In November 2016, Jewberg announced his resignation from the Pentagon on Facebook, calling president-elect Donald Trump “everything I despised.”
But the State Department and Department of Defense both told Bellingcat that they’d never employed someone by the name of David Jewberg. “Jewberg” is not a common surname, and sometimes appears online in anti-semitic contexts.
Jewberg’s online persona was connected in various ways to Rapoport’s. On Facebook, for instance, Rapoport called Jewberg a “friend and brother.” Photos of Jewberg appear to show one of Rapoport’s college friends.
Another of Rapoport’s Facebook friends, David Satter, who had also interacted with Jewberg on Facebook, confirmed to Bellingcat that Jewberg was Rapoport’s “nom de plume.” Rapoport denied operating the Jewberg persona to Bellingcat, and did not respond to questions from The Outline.
Rapoport, who was born in Russia but has lived in the United States for many years, is an outspoken Putin critic.

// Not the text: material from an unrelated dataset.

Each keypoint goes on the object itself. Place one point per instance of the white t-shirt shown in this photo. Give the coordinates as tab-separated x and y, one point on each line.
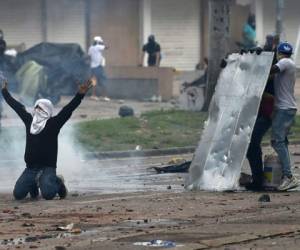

He also has an oblique connection to the Trump family: last year, he sold the D.C. house where Ivanka Trump and Jared Kushner now live — though it’s not clear whether he sold it to the couple or whether they’re renting it from a different new owner.
It’s not certain, according to a number of experts Bellingcat spoke to, what the Jewberg persona was supposed to accomplish. One compared it to something that might be created by the “troll factory” Russia used to disrupt the United States’ 2016 presidential election.